Du sollst kein falsches Zeugnis reden wider deinen Nächsten.

Das neunte Gebot behandelt das Verhältnis des Menschen zu seinem Nächsten. Das ist sehr zu beachten. Alle Versündigung hat zwar ihren Anfang im persönlichen Leben des Menschen, aber ihr Fortgang und ihre Auswirkung ist am nachteiligsten vor seinem Nächsten. Hierbei ist zu beachten, dass der Mensch seine eigene Lebensnot ungern trägt, noch weniger für sie verantwortlich sein will. Darum versucht er, sie dem Nächsten aufzubürden. Soll ihm das gelingen, so muss er falsches Zeugnis abgeben, d. h. falscher Zeuge wider seinen Nächsten werden. Mit anderen Worten: Er muss lügen, afterreden, verleumden. Darum ist das falsche Zeugnis wider den Nächsten eine der schwersten Sünden. Sehen wir uns die Menschheitsgeschichte, in der die Falschzeugnisnot erstanden ist, kurz an.

Das erste falsche Zeugnis

Das erste falsche Zeugnis gab Adam wider sein Weib. Nicht weil Eva ihn zur Sünde verleitet hatte, und er sich dann vor Gott entschuldigen musste. In diesem Falle wäre das kein falsches Zeugnis, sondern die Aussage eines wahren Vorganges. Adam wurde ein falscher Zeuge wider sein Weib, weil er seine Schuld zu decken suchte! Denn schuldig war in erster Linie er! Zwar hat Eva zuerst von der verbotenen Frucht gegessen, d. h. sie hat als erste die ausgereifte Sündentat begangen. Jedoch hat Adam sie verursacht. - Der Urheber einer Schuld ist mehr verantwortlich zu machen als der hineingeschlitterte Schuldtäter.

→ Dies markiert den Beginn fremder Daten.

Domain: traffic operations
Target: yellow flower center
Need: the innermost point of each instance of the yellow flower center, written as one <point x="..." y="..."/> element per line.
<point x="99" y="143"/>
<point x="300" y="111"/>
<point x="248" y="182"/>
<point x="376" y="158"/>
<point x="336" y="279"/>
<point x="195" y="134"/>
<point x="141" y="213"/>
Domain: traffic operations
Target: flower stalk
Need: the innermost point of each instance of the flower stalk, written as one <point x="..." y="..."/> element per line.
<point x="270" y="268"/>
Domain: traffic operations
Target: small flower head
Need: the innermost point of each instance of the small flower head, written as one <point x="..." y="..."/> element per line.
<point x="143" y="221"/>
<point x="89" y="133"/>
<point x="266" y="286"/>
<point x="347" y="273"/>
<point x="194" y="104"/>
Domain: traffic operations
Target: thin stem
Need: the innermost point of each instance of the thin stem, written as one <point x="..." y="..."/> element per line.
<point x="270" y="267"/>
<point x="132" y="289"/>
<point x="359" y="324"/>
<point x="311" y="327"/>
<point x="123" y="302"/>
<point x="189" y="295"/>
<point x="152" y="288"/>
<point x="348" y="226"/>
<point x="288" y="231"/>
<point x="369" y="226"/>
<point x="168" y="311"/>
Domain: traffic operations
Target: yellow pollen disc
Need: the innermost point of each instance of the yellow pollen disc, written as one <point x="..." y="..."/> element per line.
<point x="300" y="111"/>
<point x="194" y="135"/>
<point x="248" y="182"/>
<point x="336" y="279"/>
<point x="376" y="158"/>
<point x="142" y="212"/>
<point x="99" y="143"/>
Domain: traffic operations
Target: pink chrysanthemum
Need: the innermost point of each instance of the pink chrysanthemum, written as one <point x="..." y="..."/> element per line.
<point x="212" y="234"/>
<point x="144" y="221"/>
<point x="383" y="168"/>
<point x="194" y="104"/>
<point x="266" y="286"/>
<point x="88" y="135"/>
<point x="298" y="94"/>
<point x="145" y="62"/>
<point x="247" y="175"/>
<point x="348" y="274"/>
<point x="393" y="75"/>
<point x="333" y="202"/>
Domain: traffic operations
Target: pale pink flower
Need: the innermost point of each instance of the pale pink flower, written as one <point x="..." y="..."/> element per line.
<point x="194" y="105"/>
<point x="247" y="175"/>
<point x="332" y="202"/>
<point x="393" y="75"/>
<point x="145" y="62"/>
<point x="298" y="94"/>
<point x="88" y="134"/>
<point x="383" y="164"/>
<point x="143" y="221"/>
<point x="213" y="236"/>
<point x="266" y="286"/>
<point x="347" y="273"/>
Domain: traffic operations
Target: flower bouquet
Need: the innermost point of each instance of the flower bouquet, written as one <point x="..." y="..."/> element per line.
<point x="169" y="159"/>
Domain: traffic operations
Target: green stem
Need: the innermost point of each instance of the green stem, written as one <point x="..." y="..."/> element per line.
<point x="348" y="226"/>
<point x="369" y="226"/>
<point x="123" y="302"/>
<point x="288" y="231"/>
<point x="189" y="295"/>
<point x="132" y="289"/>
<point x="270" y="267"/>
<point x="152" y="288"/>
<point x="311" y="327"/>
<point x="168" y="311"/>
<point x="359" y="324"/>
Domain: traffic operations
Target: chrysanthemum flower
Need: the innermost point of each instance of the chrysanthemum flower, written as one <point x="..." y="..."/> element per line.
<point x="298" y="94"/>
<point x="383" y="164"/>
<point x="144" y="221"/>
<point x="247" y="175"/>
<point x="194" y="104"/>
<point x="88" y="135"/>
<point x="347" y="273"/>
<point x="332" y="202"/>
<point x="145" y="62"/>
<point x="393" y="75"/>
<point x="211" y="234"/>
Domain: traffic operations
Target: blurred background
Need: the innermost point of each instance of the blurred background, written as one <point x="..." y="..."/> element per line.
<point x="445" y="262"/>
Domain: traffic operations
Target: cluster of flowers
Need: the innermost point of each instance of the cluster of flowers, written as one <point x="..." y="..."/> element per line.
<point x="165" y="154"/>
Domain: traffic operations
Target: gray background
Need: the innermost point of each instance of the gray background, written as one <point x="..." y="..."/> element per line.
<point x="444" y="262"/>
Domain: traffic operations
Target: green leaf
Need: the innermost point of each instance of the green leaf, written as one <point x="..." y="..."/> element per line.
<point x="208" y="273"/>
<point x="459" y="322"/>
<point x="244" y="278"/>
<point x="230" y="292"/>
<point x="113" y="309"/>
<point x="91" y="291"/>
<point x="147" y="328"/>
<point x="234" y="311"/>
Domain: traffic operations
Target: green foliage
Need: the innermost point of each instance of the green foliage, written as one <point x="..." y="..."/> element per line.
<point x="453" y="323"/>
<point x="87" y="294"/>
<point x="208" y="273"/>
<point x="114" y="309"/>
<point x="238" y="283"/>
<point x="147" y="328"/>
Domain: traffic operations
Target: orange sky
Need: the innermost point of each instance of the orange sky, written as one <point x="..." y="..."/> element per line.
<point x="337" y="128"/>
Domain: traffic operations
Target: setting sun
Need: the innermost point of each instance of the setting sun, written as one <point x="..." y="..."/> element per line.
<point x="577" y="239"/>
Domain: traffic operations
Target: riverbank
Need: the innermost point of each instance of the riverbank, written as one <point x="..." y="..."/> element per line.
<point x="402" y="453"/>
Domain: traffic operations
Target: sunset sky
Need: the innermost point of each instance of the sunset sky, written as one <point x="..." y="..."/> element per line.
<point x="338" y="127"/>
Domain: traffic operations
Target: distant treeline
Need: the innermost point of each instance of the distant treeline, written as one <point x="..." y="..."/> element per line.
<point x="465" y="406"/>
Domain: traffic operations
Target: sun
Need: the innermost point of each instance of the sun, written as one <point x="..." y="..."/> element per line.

Zur Klärung dieses Tatbestandes stellen wir uns folgende Fragen vor: Wusste Adam nicht, dass sein Weib Fleisch von seinem Fleisch und Bein von seinem Bein war, und somit in allen entscheidenen Fragen von ihm restlos abhängig bleiben sollte? Wusste er nicht, dass sie ihm restlos angehörte, d. h. der schwächere Teil seines Lebens war? War nicht gerade Adam für die echte Lebensgemeinschaft und Lebenseinheit verantwortlich? Sollte darum nicht gerade er dafür sorgen, dass sein Weib nie einsam bleiben, und so folgenschwere Entscheidungen allein treffen sollte? Wo war der „Herr alles Lebendigen“ zu der Zeit, als der Widersacher immer nachhaltiger an dem schwächeren Teil arbeitete? Wo war in der verhängnisvollen Stunde der ausschlaggebende Berater und der verantwortliche Mann? War nicht Gottes Frage: „Adam wo bist du“ schon hier dringend angebracht?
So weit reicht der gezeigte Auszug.